Intel assures that Meteor Lake chips are ready to compete with the integrated Radeon 780M graphics based on RDNA3 in terms of GPU performance. So in Full HD mode with average graphics quality, Core Ultra 7 165H can be 5-10% faster than Ryzen 7 7840U. For sure, there will be nuances in the details, and the balance of power will depend on the specific project. But this is a remarkable progress in a competition that has long been dominated by AMD solutions.

Support for XeSS intelligent scaling technology will also be very useful for increasing fps. The average performance increase of 39% can already allow you to try even quite resource-intensive games without a discrete graphics card.

One of the key features of Meteor Lake is the presence of a hardware AI accelerator. According to Intel, the NPU module provides processing performance of AI algorithms up to 34 TeraOPS. The new chips will be 70% faster in generative AI workloads compared to Raptor Lake.

Intel Core Ultra processor lineup

With the introduction of Meteor Lake, the company is introducing an updated processor labeling system. The Ultra identifier will be used for the new chips. During the announcement, 11 models were presented – five of them belong to the Core-H series and six to the more economical Core-U models.

The flagship model, Core Ultra 9 185H, has 16 cores and 22 threads, including six P-Cores (up to 5.1 GHz), eight E-Cores (up to 3.8 GHz), and two LP E-Cores separately located on the I/O chip. At the same time, the chip is equipped with a GPU with 8 Xe-core cores with a maximum acceleration of up to 2.35 GHz. This model is characterized by a base power (PBP/PL1) of 45 W and a maximum turbo power (MTP/PL2) of up to 115 W.

The Core Ultra 7 165H and Core Ultra 7 155H have a similar configuration to the Core 9, but with different clock speeds and power specifications. The 165H model reaches a maximum processor clock speed of 5.0 GHz, while the 155H reaches 4.8 GHz. GPU operating frequencies are 2.3 and 2.25 GHz, respectively. These chips are designed for a TDP of 28W by default, but Intel allows maximum power up to 64W or even 115W, depending on the laptop implementation.

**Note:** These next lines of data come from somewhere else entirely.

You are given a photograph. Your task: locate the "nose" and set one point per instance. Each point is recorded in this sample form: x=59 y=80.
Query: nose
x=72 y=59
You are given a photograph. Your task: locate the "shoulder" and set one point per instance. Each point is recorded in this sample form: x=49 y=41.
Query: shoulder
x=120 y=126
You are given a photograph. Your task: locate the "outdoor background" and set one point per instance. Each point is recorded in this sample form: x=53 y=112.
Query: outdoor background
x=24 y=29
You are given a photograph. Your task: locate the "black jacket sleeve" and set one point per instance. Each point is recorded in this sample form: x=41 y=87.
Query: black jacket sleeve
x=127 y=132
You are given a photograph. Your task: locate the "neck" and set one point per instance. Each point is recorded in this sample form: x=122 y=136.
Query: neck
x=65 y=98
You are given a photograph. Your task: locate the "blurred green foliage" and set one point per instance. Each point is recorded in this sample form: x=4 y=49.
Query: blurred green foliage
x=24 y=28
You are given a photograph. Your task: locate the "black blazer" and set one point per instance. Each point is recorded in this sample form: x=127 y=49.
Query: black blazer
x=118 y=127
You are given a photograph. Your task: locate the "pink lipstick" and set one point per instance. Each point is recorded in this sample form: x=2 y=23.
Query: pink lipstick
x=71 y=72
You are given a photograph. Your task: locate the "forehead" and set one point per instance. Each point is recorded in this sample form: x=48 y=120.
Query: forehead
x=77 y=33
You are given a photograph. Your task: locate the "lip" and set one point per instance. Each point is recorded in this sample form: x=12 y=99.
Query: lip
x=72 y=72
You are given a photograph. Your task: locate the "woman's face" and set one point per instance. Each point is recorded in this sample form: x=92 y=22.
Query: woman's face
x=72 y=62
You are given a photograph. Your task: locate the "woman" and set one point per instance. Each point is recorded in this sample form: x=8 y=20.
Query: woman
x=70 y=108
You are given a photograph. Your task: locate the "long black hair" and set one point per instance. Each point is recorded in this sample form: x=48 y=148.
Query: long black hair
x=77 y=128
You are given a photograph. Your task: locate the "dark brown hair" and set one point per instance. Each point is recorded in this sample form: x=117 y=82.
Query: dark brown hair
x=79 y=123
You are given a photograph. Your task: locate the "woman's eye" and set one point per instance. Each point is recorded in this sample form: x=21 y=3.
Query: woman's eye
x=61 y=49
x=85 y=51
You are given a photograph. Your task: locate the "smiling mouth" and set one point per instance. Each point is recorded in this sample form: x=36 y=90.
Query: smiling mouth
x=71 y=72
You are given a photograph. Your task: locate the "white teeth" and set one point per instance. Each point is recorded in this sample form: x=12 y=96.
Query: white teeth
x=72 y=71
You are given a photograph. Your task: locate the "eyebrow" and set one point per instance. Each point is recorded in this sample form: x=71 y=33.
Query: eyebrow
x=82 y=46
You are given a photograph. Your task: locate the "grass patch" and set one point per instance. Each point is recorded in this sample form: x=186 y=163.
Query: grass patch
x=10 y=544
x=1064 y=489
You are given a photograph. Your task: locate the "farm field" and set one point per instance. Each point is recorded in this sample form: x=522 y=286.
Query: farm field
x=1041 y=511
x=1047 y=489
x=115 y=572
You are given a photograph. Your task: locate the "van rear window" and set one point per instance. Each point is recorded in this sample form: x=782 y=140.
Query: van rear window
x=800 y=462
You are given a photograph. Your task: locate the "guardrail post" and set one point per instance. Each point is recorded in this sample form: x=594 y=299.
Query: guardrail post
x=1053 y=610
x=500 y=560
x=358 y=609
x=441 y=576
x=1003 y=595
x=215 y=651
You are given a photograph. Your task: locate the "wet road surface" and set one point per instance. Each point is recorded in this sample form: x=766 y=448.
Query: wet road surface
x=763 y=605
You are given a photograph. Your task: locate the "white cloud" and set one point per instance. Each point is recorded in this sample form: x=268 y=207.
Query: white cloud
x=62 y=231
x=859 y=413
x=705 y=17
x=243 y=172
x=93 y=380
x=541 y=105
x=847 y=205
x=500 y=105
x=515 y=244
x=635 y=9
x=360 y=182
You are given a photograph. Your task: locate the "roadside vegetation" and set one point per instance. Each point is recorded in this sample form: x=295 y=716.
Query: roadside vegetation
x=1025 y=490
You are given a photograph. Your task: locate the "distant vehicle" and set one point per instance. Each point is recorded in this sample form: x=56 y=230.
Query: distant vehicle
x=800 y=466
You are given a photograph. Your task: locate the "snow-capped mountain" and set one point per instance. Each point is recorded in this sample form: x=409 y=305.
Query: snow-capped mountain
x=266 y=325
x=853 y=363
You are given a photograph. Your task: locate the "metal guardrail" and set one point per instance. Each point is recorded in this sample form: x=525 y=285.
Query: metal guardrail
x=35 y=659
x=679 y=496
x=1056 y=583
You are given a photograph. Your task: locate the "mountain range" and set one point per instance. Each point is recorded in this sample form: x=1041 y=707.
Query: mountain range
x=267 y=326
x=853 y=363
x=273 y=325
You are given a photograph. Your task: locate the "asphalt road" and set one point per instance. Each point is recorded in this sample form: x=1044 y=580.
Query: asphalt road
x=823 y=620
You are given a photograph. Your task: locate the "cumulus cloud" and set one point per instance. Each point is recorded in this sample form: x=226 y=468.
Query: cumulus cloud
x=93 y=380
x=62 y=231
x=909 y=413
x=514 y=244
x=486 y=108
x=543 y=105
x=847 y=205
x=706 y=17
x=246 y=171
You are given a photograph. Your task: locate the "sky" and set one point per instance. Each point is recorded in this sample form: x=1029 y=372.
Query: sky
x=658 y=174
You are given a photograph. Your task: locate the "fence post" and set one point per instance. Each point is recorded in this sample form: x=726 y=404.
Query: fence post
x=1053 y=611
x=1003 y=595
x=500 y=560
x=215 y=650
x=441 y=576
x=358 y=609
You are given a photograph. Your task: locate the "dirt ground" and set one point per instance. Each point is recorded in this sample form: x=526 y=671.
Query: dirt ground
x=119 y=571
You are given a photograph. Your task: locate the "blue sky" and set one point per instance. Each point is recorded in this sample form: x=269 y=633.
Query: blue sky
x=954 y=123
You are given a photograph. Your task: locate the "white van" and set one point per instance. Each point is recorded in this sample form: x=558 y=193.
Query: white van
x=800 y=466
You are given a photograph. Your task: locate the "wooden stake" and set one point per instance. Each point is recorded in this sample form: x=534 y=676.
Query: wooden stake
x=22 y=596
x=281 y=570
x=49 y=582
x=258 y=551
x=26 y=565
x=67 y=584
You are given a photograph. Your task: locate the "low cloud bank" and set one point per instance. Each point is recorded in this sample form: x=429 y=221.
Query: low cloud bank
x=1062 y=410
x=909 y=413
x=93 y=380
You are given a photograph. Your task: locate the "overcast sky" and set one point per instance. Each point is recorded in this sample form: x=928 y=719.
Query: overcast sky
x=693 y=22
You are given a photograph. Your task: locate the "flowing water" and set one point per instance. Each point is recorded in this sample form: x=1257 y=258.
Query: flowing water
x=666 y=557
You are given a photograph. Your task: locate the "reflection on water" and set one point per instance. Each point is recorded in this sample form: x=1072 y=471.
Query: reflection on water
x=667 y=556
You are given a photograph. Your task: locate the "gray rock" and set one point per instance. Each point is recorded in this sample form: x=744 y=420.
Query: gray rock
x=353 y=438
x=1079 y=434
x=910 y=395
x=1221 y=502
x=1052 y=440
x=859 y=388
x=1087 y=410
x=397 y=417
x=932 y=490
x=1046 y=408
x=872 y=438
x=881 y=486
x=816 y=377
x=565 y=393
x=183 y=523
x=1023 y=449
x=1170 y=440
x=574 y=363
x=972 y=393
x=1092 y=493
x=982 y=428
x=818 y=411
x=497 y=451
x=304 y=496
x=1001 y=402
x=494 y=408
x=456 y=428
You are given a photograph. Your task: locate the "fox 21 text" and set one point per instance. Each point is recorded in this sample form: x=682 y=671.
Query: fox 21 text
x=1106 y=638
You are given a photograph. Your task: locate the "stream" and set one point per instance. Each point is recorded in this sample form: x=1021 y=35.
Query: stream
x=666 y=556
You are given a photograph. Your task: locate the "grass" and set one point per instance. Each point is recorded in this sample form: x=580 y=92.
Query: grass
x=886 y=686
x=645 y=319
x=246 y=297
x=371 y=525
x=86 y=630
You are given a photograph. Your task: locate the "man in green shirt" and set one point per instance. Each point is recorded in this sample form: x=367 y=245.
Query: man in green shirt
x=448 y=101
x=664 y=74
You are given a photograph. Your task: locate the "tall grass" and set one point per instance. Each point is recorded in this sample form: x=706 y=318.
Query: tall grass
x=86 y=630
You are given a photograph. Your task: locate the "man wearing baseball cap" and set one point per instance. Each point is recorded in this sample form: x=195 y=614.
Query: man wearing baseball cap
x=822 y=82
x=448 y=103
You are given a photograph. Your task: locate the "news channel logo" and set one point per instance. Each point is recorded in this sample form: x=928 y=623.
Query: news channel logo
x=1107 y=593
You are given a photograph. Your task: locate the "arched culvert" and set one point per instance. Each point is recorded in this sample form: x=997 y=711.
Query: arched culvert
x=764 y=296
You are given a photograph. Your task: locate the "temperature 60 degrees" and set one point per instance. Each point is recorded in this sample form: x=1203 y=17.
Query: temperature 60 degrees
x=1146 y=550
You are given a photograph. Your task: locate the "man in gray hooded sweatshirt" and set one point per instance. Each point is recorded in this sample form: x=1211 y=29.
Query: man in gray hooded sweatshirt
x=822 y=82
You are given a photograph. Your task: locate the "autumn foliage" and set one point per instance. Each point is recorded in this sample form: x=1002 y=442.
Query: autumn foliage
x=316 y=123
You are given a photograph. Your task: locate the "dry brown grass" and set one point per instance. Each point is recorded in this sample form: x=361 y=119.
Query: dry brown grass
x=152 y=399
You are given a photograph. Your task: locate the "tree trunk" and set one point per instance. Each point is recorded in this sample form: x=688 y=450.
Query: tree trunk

The Core Ultra 5 135H and Core Ultra 5 125H processors are lightweight versions with four high-performance P-cores instead of six in the Core Ultra 7/9. The number of E-Cores and LP E-Cores remained unchanged, although the operating frequencies of all computers are slightly lower. Also, the number of Xe cores of the graphics core, which operates at frequencies up to 2.2 GHz, has been reduced to 7.

Intel has also announced more economical Core Ultra 100U chips with a base TDP of 15 W and the possibility of increasing it to 57 W. All CPUs in this line will have a functional formula of 2+8+2 cores. That is, the number of productive cores has been reduced to two, while the number of energy-efficient cores remains unchanged. The GPU is also simpler, with 4 Xe cores and operating frequencies of 1.75-2 GHz. In the new U-line, the manufacturer also provides even more energy-efficient CPU versions with a basic package of 9 W and a maximum of 30 W. To reduce power consumption, the operating frequencies of the CPU/GPU and supply voltages of the units will be limited. It should be noted that regardless of the configuration, all the announced processors are equipped with an AI NPU accelerator.

Intel’s official specifications indicate that the flagship of the series, Core Ultra 9 185H, as well as the 9-watt Core Ultra 7 164U and Core Ultra 5 134U will be available in Q1 2024, while the rest of the models are already available to manufacturers and should appear on store shelves as part of new laptops.